À Nantes Université, les mesures répressives s’enchaînent sur fond de contestation étudiante. Interventions policières, réunions interdites, exclusions : syndicats et étudiants dénoncent un virage sécuritaire inédit de la présidence.

Par Pierre-Louis JAMES.

17 octobre, faculté de Nantes (44) – Dès l’aube, les drapeaux des syndicats réunis flottent au vent face à « la tour d’ivoire » — nom que donnent certains au bâtiment de la direction de Nantes Université. « Ce règlement intérieur est écrit par la présidence, pour la présidence, avec les félicitations de la présidence », ironise un membre de l’Union Pirate. Le conseil d’administration de l’université vient d’adopter un nouveau règlement intérieur jugé « liberticide » par les organisations syndicales et étudiantes. Un « durcissement généralisé », déplore Valérie Rolle, enseignante-chercheuse et syndicaliste à SUD éducation.

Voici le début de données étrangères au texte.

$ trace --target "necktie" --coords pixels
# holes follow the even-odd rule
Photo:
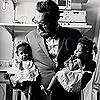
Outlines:
[[[23,70],[24,68],[22,67],[22,61],[19,62],[19,70]]]

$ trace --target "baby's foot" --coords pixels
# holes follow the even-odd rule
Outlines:
[[[51,91],[50,91],[49,89],[45,89],[43,85],[41,85],[40,88],[41,88],[41,90],[44,91],[44,93],[45,93],[46,95],[50,95],[50,92],[51,92]]]

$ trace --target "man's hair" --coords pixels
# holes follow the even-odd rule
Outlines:
[[[59,20],[59,7],[58,5],[52,0],[46,1],[39,1],[36,4],[36,10],[41,13],[45,13],[45,20],[53,20],[56,16],[58,16]]]

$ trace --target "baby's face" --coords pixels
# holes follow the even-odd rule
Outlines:
[[[28,53],[24,52],[23,50],[18,51],[18,56],[19,56],[20,60],[23,60],[23,61],[26,61],[29,58]]]
[[[74,51],[74,55],[78,58],[80,58],[83,54],[83,45],[78,43],[76,50]]]

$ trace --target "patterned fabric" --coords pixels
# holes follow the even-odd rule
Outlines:
[[[14,61],[12,67],[8,69],[8,74],[14,74],[14,76],[10,77],[13,86],[16,86],[17,82],[36,81],[36,77],[39,75],[39,70],[32,61],[23,61],[23,69],[20,70],[20,68],[20,62]]]
[[[55,65],[57,66],[57,55],[58,55],[58,43],[59,43],[59,38],[54,39],[49,37],[48,39],[46,39],[46,45],[48,48],[48,52],[50,54],[50,58],[52,59],[52,61],[55,63]]]
[[[81,79],[84,74],[79,59],[66,61],[66,67],[56,73],[58,81],[68,92],[78,92],[81,89]],[[73,70],[73,68],[76,70]]]

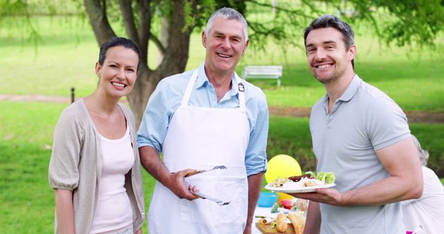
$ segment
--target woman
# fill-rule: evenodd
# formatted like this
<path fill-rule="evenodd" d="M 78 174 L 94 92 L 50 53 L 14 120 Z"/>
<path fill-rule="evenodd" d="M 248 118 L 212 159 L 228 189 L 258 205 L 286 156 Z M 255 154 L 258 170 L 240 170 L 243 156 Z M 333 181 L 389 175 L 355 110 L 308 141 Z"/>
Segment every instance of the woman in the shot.
<path fill-rule="evenodd" d="M 60 115 L 49 172 L 56 233 L 142 233 L 144 190 L 134 116 L 119 103 L 133 89 L 139 55 L 128 39 L 103 44 L 96 63 L 97 88 Z"/>

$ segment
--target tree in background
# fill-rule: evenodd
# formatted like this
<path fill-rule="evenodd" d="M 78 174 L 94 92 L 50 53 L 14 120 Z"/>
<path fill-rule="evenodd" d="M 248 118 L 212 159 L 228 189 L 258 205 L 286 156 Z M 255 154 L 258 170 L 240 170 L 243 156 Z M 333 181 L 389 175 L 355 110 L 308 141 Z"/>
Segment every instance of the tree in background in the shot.
<path fill-rule="evenodd" d="M 431 46 L 444 29 L 444 1 L 430 0 L 72 0 L 86 12 L 99 44 L 116 33 L 111 24 L 124 26 L 126 37 L 141 51 L 139 77 L 128 99 L 137 123 L 140 122 L 150 95 L 162 78 L 182 72 L 187 64 L 190 35 L 201 30 L 216 9 L 228 6 L 242 13 L 249 26 L 250 45 L 265 48 L 266 38 L 285 46 L 301 46 L 295 38 L 314 18 L 326 12 L 340 16 L 350 23 L 370 22 L 375 33 L 387 44 Z M 49 0 L 0 0 L 0 17 L 21 15 L 30 19 L 30 8 L 44 4 L 51 14 L 60 6 Z M 335 9 L 332 12 L 331 9 Z M 259 17 L 249 17 L 249 16 Z M 1 18 L 0 18 L 1 19 Z M 1 20 L 1 19 L 0 19 Z M 160 24 L 159 30 L 156 26 Z M 38 32 L 31 24 L 24 24 L 31 35 Z M 148 66 L 148 43 L 161 55 L 159 65 Z"/>

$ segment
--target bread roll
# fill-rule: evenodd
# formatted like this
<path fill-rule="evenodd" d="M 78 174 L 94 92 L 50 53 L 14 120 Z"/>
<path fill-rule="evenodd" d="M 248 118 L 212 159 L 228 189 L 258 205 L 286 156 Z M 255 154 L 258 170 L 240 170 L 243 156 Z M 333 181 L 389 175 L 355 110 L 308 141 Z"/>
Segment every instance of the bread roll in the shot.
<path fill-rule="evenodd" d="M 276 230 L 280 233 L 287 231 L 289 224 L 287 223 L 287 215 L 285 214 L 279 214 L 276 217 Z"/>
<path fill-rule="evenodd" d="M 298 216 L 295 213 L 289 213 L 288 218 L 291 222 L 291 224 L 294 228 L 294 233 L 296 234 L 303 234 L 304 228 L 305 227 L 305 218 Z"/>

En cause la restriction des tractages sur le campus ou un durcissement sur les « regroupements » qui limiterait « exagérément la liberté de réunion », selon les syndicats. Un changement notamment soutenu par Foulques Chombart de Lauwe, candidat LR aux municipales à Nantes et proche de l’Union nationale inter-universitaire (UNI), qui plaide pour un recours plus systématique aux forces de l’ordre sur le campus et à l’installation de systèmes de vidéosurveillance.

Si le message envoyé par la présidente Carine Bernault avec ce nouveau règlement intérieur est « catastrophique » pour Solidaires étudiant·e·s, il semble entériner une nouvelle façon de faire au sein de l’université. « Il y a un pétage de plomb répressif de la direction », tonne un syndicaliste de la CGT. Depuis 2024, la fac connaît un virage répressif inédit : plusieurs assemblées empêchées, des interventions policières à répétition, deux étudiants exclus pour leur activité politique, mise sous surveillance d’un ancien élève par le pôle sûreté de l’établissement dirigé par un « professionnel du renseignement ».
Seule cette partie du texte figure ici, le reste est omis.